In her final intervention, Ms. Khan, responding to Israel's question, and references to the rise of anti-Semitism and Islamophobia, recalled the need to differentiate anti-Semitism as hatred towards a race and religion with criticism of Israel as a political entity.

In her intervention, Ms. Kobauyah Tchamdja Kpatcha, vice chair of the Human Rights Committee, deplored the existence of people, both political and religious leaders, who use the grey areas of freedom of expression to incite hatred. She defended the need to legislate surgically on this difference, following the principles of the Rabat Action Plan, assessing each offense in detail, and promoting a culture of tolerance and mutual respect. She also defended the need for collaboration between the different society stakeholders, state institutions and the Treaty Bodies, treaty bodies, special rapporteurs, and other mechanisms of the Human Rights Council and the United Nations.

The last speaker of the panel, Mr. Thiago Alves Pinto, was a bit more discordant, harshly criticizing the legislations that protects the sacred excessively, arguing that they have been used throughout history to attack different political leaders, scientists, and spiritual leaders, among others. He believes that all new beliefs begin by challenging the protected or sacred and turning the people who follow them into minorities who must be protected from the laws protecting the sacred. He made a historical critique of UN resolutions that prioritize the protection of religions to the detriment of individuals. Furthermore, he also harshly criticized states that implement such laws, as well as states that do not recognize people fleeing from these laws as refugees.

In their speeches, all the speakers stressed the importance of political will to put an end to this scourge, as they believe that there are mechanisms and tools for this purpose. They also stressed that the fight against religious hatred is not about defending a religion, but about defending the people who profess it, and that the fight against religious hatred should not be understood as an attack on freedom of expression.

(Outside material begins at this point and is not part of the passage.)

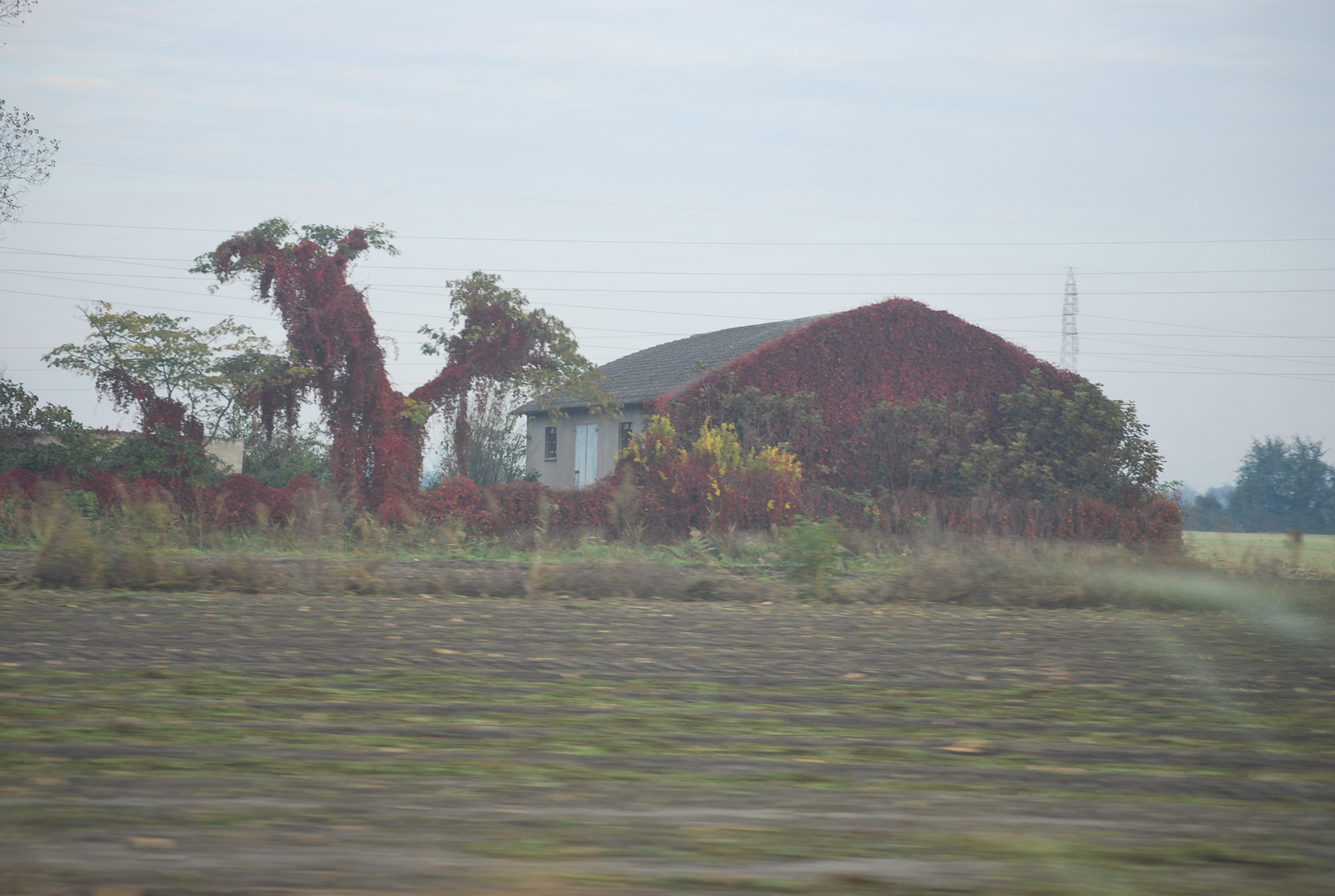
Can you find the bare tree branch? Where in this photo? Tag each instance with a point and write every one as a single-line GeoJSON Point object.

Many of the countries that intervened in the session defended the need to fight against these acts that constitute hate crimes while respecting the limits of freedom of expression, asking the experts for measures and references to achieve this balance. The experts cited the importance of the aforementioned Rabat action plan, where a table with differentiating criteria for assessing individual offences can be found. The United States highlighted the need to effectively implement Human Rights Council resolution 16/18 and President Biden's efforts in this regard to end religiously motivated hatred and attacks.